Le 14/02/2020 à 07:24, Christophe Leroy a écrit :
Larry,
Le 14/02/2020 à 00:09, Larry Finger a écrit :
Christophe,
With this patch, it gets further. Sometime after the boot process
tries to start process init, it crashes with the unable to read data
at 0x000157a0 with a faulting address of 0xc001683c. The screenshot is
attached and the gzipped vmlinux is at
http://www.lwfinger.com/download/vmlinux2.gz. The patches that were
applied for this kernel are also attached,
Did you try with the patch at https://patchwork.ozlabs.org/patch/1237387/ ?
I see the problem happens in kprobe_handler(). Can you try without
CONFIG_KPROBE ?
In fact, you hit two bugs. The first one is due to CONFIG_VMAP_STACK.
The second one has always existed (at least since kernel source tree has
been in git).
First bug is in function enter_rtas() which tries to read data on stack
by using the linear physical address translation. This cannot be used
with VM stack, it must re-enable data MMU translation to access data on
the stack.
Second bug is in kprobe_handler() function, which does:
if (*addr != BREAKPOINT_INSTRUCTION)
addr is the address where the 'trap' happened.
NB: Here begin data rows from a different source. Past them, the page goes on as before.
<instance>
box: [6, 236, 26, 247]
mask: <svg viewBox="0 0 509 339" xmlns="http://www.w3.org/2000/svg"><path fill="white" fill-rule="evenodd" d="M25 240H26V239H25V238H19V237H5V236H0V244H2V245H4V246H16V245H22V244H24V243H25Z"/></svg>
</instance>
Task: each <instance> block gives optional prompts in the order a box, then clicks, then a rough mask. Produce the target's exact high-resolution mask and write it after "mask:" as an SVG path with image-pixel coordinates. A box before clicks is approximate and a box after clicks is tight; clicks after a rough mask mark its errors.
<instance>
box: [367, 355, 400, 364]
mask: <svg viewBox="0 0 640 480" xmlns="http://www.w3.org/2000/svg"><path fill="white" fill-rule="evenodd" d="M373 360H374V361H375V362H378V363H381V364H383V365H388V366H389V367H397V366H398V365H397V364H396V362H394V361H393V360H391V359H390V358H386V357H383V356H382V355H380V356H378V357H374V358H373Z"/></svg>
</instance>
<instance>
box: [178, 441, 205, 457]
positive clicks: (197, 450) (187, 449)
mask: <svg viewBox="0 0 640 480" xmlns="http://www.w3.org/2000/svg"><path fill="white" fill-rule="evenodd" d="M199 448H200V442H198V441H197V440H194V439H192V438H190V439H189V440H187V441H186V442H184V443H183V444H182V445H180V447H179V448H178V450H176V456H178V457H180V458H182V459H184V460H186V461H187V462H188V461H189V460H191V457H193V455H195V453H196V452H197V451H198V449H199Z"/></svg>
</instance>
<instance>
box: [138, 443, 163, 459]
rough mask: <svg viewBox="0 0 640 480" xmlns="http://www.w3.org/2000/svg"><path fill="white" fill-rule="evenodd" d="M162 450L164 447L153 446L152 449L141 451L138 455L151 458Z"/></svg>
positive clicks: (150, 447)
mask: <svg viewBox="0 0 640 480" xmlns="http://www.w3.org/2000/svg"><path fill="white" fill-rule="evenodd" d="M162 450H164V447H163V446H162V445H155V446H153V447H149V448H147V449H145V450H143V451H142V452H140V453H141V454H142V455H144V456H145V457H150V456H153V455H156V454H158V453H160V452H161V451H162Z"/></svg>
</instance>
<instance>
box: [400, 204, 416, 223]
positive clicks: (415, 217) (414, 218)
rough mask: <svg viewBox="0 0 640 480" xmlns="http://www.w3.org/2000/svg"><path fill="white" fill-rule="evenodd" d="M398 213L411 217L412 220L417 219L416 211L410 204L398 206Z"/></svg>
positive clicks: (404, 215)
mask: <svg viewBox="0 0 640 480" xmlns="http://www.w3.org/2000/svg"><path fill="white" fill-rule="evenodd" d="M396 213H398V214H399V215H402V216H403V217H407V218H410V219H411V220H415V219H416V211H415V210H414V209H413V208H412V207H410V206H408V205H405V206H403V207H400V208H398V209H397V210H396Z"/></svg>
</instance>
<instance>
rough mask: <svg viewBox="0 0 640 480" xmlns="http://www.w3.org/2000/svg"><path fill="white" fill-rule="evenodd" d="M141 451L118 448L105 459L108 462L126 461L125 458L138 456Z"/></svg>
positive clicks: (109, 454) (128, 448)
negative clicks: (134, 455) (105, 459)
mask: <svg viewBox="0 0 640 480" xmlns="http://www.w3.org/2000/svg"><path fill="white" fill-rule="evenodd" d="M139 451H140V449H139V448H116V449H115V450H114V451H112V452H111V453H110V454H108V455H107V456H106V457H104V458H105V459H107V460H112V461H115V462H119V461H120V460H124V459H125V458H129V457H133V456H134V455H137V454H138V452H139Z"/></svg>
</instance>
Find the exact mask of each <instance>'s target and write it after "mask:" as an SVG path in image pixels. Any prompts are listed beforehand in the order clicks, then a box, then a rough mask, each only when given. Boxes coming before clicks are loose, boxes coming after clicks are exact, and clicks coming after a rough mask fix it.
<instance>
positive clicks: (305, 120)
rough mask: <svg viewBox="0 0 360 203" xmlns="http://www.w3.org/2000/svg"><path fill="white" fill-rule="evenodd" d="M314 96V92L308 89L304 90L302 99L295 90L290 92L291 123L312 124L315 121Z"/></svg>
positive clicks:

When a trap happens with
MMU disabled, addr contains the physical address of the trap.
kprobe_handler() tries to read the instruction using physical address
whereas MMU is enabled, so you get a bad access either because the said
address is not mapped, or because access to userspace is not allowed.
Due to the first bug, you get a 'machine check', and as
current->thread.rtas_sp has not been cleared yet, the machine check
handler jumps to 'machine_check_in_rtas'.
machine_check_in_rtas does a trap, which in turn triggers the second bug.
Once the first bug is fixed, the second one should not popup.
Can you test patch https://patchwork.ozlabs.org/patch/1237929/ that
fixes the first bug ?
Christophe